Not only can it be reduced by 3 to 1/2, but it also has a uniform cell structure, and the cell structure is dense and extremely strong. Therefore, the heat insulating material of the present invention has excellent heat insulating properties, mechanical strength, water resistance, moisture resistance, and weather resistance, and is therefore of great value. Particularly notable effects include improvements in mechanical strength and weather resistance. In other words, without blending the silica dust produced by electric heating and gold as component (E) with synthetic resin or synthetic rubber, the free alkali in the foamed insulation material will gradually degrade to the surface of the foamed material as it moves within the solid phase. Otherwise, it was not possible to sufficiently prevent the phenomenon of white powder separating inside the material, and this phenomenon not only damaged the aesthetic appearance of the insulation material but also reduced the mechanical strength. As a result of intensive research focused on preventing this, the above-mentioned invention was completed. According to the inventors' estimation, unique silica dust produced by electric heating and gold, and powder, granules, or water dispersion of synthetic resin or synthetic rubber are uniformly dispersed in the foam insulation material. It is believed that the free alkali content is apparently fixed, especially with the aid of the heat generated during the foam curing process, and becomes even stronger after drying. At the same time, heat insulating materials containing fixed dilute alkali content show very good results in weather resistance tests that include various environmental conditions such as rainfall, ultraviolet irradiation, and changes in temperature and temperature. In the present invention, it is essential to use a water-soluble alkali metal silicate as component (A), and constituents thereof include, for example, water-soluble silicates of alkali metals such as lithium, sodium, and potassium; As long as component (A) is water soluble,
Although there are no restrictions on the composition or molar ratio, it is preferable that the molar ratio of sio 2 to the alkali metal is about 1.5 to 4.0. The above component (A) may be used alone or in combination.
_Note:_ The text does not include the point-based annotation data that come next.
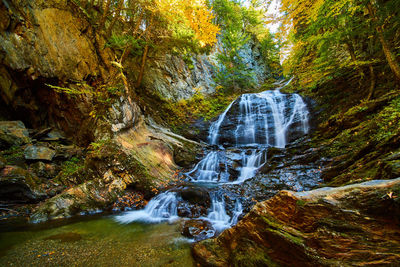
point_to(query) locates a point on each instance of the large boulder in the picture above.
(354, 225)
(198, 229)
(17, 184)
(13, 133)
(91, 196)
(33, 152)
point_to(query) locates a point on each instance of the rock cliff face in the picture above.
(52, 42)
(353, 225)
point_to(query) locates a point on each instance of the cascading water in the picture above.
(163, 207)
(250, 164)
(242, 135)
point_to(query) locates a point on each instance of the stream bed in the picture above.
(93, 241)
(256, 148)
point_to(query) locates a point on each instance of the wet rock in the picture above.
(41, 133)
(54, 135)
(45, 170)
(351, 225)
(2, 162)
(17, 184)
(90, 196)
(188, 210)
(196, 196)
(198, 229)
(34, 152)
(197, 131)
(13, 133)
(67, 152)
(123, 115)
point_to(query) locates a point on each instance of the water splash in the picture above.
(250, 164)
(161, 208)
(214, 128)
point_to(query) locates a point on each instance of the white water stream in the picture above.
(262, 120)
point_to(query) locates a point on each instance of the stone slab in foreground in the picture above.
(356, 225)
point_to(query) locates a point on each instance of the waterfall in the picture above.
(259, 120)
(243, 132)
(250, 164)
(218, 216)
(163, 207)
(214, 129)
(236, 212)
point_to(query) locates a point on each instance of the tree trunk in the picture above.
(350, 48)
(115, 18)
(373, 82)
(105, 13)
(390, 57)
(144, 58)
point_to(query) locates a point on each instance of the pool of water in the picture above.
(93, 241)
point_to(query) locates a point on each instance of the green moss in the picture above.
(13, 154)
(300, 203)
(274, 227)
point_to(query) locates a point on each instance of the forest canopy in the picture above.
(335, 38)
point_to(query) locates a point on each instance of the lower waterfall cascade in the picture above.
(239, 141)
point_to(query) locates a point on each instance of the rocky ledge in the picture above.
(355, 225)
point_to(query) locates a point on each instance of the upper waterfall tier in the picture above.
(269, 118)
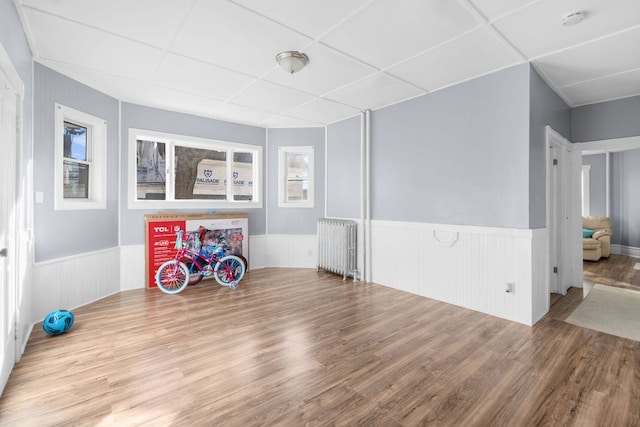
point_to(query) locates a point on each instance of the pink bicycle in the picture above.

It can be advantageously used in the form of a powder or an aqueous solution by using a combination of two or more species, but the solid content concentration should be about 10 to 60% by weight when prepared into a paste, and if used in an aqueous solution, Set the solid content concentration in advance.
It is preferably in the form of an aqueous alkali metal silicate solution of 20% or more, usually about 20 to 60%. Below simply (A)
It is called an ingredient. Next, the cement substance used as component (B) includes what is commonly called cement in the chemical industry, and includes air-hardening cement, hydraulic cement, and special cement. Examples of air-hardening cements include lime such as quicklime, slaked lime, magnesia lime, and dolomite plaster; simple cements such as calcined gypsum, Keens cement, Parian cement, and martin cement; and magnesia cement. Hydraulic cements include single cements such as hydraulic lime, natural cement, Portland cement, alumina cement, lime mixed cement, blast furnace cement, silica cement, fly ash cement, masonry cement, high sulfate cement, etc. An example of this is mixed cement. Furthermore, examples of the special cement include fire-resistant cement and acid-resistant cement. Of these, hydraulic cement is particularly desirable, but it is also effective not only to use the above-mentioned cement substances alone, but also to use a combination of hydraulic cement and air-hard cement, or to use the same Even with hard cement, two or more types can be sufficiently mixed. Hereinafter, it will simply be referred to as component (B). In the present invention, various metal elements, metal alloys, and intermetallic compounds can be used as the metallic foaming agent as component (C). Periodic table for metal elements
1B, 2A, 2B, 3A, 3B, 4A, 4B, 5A, 5B,
Any of those belonging to Groups 6B, 7B and 8 can be used, and among them, those belonging to the 3rd to 5th period are preferred.
Note that semimetallic elements such as boron and silicon can also be used in the present invention. In the present invention, alloys or metal compounds of the above metals (chemical combinations between metals or between metals and non-metals) can also be used in the same manner as the above metals. Representative examples of the alloy or intermetallic compound include Al-Si, Al-Ti, Al-Mn, Al-Cu,
Zn-S, Zn-Sn, Sn-Fe, Cu-Sn, Cu-Si,
Cu-Pb, Cu-NiFe-Ni, Fe-Mn, Fe-Cr,
Fe-Si, Mn-P, Mn-Ag, Si-Ni, Co-Sb, etc. are listed. The above (C) component is usually one or two of them.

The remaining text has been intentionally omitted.